Conviene recordar que la inmunidad lo es frente a la detención y no frente a la pena. Responde a una determinada ponderación entre la defensa de la composición del Parlamento y los fines procesales que persigue la detención, que no deja de ser una decisión provisional, no siempre judicial, generosamente discrecional y adoptada con información fragmentaria. La cosa cambia con la pena, que es nada menos que nuestra manera de prevenir de delitos. La pena es el fruto nítido de la ley – precisamente de la decisión del Parlamento – y se impone tras un proceso con todas las garantías, entre ellas la de la presunción de inocencia, que vela por que solo se condene al acusado por hechos que resulten plenamente probados, más allá de toda duda razonable.

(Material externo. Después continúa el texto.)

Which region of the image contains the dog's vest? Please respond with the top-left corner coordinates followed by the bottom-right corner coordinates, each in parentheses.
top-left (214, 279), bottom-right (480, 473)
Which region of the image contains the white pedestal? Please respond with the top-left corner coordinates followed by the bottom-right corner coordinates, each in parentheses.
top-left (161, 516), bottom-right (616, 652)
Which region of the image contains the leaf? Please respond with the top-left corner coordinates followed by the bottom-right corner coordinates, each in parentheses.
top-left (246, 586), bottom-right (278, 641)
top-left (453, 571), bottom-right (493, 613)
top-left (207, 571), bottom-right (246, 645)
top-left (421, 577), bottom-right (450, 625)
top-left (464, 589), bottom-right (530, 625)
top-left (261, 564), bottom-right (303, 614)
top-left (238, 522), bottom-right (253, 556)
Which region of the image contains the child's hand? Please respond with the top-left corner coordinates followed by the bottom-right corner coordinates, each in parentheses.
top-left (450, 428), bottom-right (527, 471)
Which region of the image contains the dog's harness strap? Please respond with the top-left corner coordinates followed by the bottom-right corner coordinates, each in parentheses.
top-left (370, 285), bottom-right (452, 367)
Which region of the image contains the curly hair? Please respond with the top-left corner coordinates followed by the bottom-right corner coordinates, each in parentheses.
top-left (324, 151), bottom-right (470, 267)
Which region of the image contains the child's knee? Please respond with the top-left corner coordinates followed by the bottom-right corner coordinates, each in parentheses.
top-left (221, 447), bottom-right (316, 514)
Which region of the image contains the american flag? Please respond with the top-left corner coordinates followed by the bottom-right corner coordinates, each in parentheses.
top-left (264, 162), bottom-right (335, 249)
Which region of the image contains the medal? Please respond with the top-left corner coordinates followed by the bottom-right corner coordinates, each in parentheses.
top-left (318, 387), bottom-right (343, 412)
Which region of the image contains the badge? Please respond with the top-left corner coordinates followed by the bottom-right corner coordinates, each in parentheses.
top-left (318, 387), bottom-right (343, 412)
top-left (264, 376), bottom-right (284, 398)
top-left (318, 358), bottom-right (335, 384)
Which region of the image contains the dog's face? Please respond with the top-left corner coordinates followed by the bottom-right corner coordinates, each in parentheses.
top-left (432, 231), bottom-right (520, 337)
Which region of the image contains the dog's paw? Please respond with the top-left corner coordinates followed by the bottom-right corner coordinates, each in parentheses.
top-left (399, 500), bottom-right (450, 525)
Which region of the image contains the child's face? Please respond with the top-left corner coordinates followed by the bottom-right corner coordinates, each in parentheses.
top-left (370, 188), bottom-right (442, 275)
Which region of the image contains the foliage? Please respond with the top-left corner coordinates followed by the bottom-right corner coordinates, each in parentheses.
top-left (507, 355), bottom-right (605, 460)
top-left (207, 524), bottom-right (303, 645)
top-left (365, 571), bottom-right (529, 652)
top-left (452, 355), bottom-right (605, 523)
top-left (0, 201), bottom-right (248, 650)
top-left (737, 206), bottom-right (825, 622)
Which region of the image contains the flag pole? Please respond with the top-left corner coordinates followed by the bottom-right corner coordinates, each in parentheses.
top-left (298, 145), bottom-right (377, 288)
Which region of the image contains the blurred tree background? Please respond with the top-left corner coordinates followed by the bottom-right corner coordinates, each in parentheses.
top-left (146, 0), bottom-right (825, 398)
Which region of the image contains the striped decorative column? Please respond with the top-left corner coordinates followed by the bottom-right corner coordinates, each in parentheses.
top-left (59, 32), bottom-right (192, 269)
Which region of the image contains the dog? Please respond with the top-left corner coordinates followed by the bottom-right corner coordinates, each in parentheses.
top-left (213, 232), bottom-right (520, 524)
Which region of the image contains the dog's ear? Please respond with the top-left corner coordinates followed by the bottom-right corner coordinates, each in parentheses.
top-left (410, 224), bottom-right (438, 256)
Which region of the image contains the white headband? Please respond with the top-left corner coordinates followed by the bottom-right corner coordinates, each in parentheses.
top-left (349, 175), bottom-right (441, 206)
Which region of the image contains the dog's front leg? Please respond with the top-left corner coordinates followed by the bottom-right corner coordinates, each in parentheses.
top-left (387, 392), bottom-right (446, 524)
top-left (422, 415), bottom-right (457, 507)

Ni la detención es una pena, ni por ello la inmunidad puede convertirse en una inviolabilidad. Como sociedad podemos preferir que no se pueda detener a ciertos cargos para preservar nuestras instituciones democráticas, pero somos extremadamente reticentes a prescindir de la pena y por eso situamos en márgenes muy estrechos la inviolabilidad. No hay inmunidad frente a la pena, como lo confirma el hecho de que nuestras normas constitucionales, incluidas las europeas, renuncien a la inmunidad de detención en caso de “flagrante delito”. ¿Qué delito hay más flagrante en un Estado de Derecho que el afirmado en sentencia firme tras un proceso con plenas garantías?